Z Centrum Myśli Jana Pawła II - WIKIJP2
Przejdź do nawigacji Przejdź do wyszukiwania
Treść hasła pochodzi z publikacji „Wielka Encyklopedia Nauczania Jana Pawła II”, Polskie Wydawnictwo Encyklopedyczne, Radom 2014
Autor hasła: Stanisław CHOMĄTOWSKI


Rzemiosło - jedna z najstarszych form prowadzenia i organizacji zawodowej działalności gospodarczej. Wykonywana jest przez przedstawicieli różnych zawodów rzemieślniczych, członków ich rodzin oraz czeladników i uczniów zawodu. Rzemiosło wyodrębniło się z rolnictwa i pasterstwa w wyniku drugiego wielkiego społecznego podziału pracy. Rozwój rzemiosła przyczynił się do rozwoju miast. Przez wieki odbywał się on równolegle z rozwojem rolnictwa, pasterstwa i handlu, a z chwilą pojawienia się przemysłu fabrycznego, także z rozwojem przemysłu. Z tym ostatnim związki były liczne i silne, i pozostają takimi do dziś. Rzemiosło nazywa się przemysłem rękodzielnym, ponieważ obejmuje czynności rzemieślnicze i rękodzieła. Rzemiosło zajmuje się przede wszystkim produkcją przedmiotów codziennego użytku i świadczeniem usług, zarówno przemysłowych, jak i nieprzemysłowych.
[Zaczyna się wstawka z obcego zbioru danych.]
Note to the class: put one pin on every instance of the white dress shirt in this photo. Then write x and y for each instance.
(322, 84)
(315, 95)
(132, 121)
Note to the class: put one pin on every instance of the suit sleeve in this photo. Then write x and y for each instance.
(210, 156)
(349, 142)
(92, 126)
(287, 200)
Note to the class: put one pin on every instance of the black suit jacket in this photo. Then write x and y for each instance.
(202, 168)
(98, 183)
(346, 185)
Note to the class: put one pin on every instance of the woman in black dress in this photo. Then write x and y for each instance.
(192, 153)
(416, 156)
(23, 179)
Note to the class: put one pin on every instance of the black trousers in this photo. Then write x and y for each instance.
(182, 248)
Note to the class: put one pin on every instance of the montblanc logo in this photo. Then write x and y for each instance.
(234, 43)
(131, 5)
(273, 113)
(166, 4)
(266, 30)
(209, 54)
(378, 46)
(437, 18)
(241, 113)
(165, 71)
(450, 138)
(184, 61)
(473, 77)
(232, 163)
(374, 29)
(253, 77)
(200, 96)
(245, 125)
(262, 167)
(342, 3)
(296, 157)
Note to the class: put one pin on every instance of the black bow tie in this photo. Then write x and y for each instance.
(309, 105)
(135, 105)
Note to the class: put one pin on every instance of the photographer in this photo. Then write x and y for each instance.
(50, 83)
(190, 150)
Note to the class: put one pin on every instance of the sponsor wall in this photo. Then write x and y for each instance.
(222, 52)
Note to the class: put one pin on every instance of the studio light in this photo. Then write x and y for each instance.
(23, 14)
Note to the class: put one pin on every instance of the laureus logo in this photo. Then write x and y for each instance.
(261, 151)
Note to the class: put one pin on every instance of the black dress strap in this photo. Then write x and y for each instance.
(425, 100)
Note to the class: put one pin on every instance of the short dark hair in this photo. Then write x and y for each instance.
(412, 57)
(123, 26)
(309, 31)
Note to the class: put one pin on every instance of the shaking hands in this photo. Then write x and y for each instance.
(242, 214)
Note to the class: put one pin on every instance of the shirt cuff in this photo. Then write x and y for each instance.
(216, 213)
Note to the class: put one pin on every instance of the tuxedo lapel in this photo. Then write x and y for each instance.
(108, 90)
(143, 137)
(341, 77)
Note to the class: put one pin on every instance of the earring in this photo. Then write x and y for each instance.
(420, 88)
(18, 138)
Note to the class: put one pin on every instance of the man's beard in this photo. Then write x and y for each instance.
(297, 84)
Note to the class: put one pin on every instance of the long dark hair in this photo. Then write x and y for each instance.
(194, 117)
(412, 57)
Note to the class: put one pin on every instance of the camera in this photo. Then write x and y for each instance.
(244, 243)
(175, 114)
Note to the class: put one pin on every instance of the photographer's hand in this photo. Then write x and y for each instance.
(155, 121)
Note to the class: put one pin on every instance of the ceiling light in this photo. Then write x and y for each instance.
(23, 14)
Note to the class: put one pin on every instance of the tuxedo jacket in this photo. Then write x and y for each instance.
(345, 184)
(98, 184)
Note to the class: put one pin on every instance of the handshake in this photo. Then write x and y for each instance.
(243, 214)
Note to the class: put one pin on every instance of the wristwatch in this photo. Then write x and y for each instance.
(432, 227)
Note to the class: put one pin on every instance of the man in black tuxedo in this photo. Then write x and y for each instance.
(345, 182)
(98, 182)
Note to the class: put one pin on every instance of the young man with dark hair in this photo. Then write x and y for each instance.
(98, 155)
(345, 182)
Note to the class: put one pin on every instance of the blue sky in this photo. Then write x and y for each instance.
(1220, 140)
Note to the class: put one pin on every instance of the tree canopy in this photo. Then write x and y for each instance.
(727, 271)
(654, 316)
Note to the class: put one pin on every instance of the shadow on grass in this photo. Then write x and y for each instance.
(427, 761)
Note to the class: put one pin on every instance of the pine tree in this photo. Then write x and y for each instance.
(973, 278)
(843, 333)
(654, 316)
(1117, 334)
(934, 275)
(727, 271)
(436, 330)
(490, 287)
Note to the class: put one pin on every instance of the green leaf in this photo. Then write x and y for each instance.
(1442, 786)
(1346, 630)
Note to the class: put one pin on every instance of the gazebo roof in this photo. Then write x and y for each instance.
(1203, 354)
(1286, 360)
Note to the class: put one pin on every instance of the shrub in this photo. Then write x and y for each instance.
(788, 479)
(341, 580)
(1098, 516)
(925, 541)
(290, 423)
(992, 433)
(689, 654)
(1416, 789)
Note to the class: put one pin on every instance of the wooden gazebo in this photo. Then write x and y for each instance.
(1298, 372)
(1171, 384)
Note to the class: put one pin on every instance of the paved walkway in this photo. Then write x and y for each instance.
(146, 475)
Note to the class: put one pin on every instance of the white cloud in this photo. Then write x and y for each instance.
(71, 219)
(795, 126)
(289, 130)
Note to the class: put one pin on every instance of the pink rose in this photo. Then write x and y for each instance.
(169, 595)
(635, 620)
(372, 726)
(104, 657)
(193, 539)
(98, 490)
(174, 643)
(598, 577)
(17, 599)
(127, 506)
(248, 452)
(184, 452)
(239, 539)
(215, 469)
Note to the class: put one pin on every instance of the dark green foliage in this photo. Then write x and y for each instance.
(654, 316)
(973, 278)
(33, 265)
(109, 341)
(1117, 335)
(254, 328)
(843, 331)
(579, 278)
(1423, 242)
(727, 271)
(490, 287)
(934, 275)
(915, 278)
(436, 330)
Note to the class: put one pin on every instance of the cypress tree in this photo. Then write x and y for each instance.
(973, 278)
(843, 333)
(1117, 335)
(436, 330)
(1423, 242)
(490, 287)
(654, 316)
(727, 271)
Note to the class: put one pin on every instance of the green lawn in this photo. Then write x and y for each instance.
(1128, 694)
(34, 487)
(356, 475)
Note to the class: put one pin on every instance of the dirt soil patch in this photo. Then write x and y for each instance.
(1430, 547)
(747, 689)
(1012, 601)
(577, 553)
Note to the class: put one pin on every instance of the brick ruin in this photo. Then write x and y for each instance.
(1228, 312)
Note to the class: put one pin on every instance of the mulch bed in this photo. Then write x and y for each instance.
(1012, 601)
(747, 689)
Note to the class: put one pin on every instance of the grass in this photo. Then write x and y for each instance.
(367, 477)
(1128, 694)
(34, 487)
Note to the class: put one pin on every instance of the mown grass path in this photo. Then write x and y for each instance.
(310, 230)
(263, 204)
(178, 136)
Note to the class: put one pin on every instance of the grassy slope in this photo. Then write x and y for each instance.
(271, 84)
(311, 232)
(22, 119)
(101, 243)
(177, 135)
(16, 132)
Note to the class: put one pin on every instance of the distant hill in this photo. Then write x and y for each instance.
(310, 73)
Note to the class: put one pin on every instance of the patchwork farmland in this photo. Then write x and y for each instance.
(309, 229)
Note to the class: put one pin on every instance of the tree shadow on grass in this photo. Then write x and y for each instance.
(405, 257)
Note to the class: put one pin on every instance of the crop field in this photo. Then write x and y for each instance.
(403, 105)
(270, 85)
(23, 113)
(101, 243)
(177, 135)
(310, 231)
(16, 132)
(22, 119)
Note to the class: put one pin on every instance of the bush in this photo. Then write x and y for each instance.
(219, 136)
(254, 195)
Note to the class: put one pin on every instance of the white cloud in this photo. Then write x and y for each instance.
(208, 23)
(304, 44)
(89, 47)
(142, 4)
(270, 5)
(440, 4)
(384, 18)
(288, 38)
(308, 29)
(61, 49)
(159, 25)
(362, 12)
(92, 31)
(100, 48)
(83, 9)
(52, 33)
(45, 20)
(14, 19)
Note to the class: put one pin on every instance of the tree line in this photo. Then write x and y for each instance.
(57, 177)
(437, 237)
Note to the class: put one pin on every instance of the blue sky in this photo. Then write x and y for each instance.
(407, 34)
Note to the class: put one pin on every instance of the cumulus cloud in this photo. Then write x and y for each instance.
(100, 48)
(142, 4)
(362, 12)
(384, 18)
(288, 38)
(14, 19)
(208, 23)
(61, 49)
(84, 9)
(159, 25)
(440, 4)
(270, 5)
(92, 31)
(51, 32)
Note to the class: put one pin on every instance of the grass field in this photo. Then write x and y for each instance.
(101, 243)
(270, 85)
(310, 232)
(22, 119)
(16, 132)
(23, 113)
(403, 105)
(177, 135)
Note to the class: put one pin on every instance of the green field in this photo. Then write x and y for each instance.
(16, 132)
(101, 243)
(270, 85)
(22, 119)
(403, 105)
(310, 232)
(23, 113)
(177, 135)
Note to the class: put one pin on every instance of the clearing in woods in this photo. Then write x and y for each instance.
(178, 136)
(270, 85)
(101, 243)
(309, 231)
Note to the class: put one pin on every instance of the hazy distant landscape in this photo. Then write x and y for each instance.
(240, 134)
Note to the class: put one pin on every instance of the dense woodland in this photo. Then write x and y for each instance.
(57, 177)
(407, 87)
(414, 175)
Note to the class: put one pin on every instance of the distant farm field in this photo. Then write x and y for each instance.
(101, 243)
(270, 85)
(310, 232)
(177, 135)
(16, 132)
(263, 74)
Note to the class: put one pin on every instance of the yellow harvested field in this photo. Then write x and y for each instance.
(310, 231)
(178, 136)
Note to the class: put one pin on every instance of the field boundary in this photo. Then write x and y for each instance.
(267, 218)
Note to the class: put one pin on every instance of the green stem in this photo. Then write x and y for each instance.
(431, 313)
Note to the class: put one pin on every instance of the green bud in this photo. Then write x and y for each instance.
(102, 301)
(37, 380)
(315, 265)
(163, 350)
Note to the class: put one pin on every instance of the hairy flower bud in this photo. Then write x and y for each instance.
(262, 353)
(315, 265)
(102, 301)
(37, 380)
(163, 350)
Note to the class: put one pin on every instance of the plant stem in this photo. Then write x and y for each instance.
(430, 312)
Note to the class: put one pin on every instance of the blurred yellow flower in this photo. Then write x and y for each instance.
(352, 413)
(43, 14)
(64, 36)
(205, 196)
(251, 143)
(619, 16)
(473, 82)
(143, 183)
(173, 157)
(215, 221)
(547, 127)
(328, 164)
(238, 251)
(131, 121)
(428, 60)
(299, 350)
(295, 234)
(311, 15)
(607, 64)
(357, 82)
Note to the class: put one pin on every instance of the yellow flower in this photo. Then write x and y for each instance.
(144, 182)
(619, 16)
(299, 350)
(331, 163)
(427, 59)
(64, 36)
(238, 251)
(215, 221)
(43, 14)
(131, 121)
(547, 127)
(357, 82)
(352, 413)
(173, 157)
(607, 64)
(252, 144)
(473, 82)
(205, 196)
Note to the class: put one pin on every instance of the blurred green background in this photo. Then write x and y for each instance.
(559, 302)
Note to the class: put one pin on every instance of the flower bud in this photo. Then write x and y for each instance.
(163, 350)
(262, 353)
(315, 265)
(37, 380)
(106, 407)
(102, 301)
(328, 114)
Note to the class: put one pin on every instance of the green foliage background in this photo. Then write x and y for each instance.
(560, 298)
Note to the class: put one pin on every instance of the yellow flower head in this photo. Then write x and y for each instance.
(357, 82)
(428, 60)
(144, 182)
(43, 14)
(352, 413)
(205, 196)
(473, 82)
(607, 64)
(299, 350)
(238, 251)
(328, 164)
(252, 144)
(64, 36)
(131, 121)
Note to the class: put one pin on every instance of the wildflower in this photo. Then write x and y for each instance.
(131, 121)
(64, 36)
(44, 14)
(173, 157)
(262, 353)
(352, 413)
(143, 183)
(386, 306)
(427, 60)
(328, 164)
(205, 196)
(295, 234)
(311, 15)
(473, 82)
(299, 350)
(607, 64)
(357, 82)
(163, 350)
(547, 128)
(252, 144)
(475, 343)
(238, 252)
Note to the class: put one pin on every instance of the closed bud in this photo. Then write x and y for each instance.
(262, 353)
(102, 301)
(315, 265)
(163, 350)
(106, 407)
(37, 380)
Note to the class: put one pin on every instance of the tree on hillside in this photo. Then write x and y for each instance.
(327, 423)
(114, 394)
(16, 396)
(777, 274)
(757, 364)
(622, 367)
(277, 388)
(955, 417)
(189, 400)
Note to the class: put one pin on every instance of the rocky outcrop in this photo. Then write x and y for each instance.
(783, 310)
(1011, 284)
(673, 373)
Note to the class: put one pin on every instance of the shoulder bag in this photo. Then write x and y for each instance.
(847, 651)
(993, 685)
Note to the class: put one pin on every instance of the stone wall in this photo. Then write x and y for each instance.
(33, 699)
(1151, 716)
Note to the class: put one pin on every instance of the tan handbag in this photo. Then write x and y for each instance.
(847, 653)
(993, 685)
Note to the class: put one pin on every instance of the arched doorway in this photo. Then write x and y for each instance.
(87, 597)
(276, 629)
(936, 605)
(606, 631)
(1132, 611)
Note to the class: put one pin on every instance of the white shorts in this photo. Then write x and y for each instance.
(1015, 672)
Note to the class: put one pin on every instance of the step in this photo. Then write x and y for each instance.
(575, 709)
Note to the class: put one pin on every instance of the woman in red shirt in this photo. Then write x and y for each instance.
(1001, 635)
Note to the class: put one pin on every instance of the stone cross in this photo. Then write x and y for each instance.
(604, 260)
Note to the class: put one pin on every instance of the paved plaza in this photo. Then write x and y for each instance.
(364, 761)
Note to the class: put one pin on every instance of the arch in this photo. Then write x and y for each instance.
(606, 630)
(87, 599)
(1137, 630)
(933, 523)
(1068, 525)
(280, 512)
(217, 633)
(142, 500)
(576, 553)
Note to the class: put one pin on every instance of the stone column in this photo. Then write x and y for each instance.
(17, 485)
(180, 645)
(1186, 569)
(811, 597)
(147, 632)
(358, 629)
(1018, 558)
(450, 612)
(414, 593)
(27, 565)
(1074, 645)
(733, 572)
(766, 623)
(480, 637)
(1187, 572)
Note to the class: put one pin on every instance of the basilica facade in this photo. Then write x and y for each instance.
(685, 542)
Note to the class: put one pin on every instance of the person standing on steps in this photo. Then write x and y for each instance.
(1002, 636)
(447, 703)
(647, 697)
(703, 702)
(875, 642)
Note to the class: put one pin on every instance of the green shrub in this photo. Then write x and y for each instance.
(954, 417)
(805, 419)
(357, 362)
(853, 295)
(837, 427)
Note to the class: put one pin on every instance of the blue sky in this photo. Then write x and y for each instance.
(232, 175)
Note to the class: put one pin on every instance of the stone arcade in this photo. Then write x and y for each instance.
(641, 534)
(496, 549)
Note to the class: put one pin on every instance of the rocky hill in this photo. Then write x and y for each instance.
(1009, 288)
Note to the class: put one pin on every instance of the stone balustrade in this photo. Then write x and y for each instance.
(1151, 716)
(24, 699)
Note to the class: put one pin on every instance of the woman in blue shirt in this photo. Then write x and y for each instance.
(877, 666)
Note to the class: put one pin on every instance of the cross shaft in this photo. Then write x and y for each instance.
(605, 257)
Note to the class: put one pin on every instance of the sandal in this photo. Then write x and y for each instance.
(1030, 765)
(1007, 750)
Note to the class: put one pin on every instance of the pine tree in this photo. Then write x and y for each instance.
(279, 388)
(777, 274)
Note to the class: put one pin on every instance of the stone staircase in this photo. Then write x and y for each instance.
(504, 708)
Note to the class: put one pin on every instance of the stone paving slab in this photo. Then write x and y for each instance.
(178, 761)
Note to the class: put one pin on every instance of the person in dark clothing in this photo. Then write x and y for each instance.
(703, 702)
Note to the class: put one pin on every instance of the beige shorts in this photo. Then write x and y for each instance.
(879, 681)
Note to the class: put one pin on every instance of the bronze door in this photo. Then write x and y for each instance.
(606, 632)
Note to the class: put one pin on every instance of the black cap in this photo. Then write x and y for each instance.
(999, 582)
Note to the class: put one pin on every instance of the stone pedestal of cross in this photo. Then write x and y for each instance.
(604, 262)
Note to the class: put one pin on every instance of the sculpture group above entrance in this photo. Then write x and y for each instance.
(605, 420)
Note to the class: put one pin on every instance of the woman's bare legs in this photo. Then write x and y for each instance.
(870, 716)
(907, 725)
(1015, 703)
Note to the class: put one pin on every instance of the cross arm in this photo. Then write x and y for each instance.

Rzemiosło w nauczaniu Kościoła katolickiego

Rozwój rzemiosła ma długą historię, na co wskazuje czas jego wyodrębnienia się z rolnictwa i pasterstwa. Ślady tej historii są obecne już w Starym Testamencie. Można tu znaleźć liczne wzmianki o pracy wykonywanej przez przedstawicieli poszczególnych zawodów. Wśród nich wymieniane są również zawody wykonywane przez rzemieślników: artystę [Wj 31,1-5; Syr 38,27], kowala [Rdz 7,22; Iz 44,12], budowniczego [Rdz 11,3; 2 Krl 2,12n-22,5n], uczonego [Koh 12,9-12; Syr 39,1-8]. Wykonawcy robót, zwani w Starym Testamencie rękodzielnikami, znaleźli szczególną łaskę u Pana, który zwrócił się do Mojżesza tymi słowami: „Napełniłem umysł wszystkich rękodzielników mądrością, aby mogli wykonywać to, co ci rozkazałem” [Wj 31,1-6]. Według Mądrości Syracha [38,24-32] „każdy rzemieślnik i artysta” wykazuje wytrwałość i pilność w kształtowaniu dzieła pracy swych rąk i umysłu i „serce swe przykłada do tego, aby wykończyć dzieło” oraz „stale jest pochłonięty troską o swe dzieło”. A na ważność pracy rzemieślników i artystów wskazują następujące słowa Syracha: „Ci wszyscy zaufali swym rękom, każdy z nich jest mądry w swoim zawodzie, bez nich miasto nie będzie zbudowane, a gdzie oni zamieszkają, nie odczuwa się niedostatku” [38,31-32].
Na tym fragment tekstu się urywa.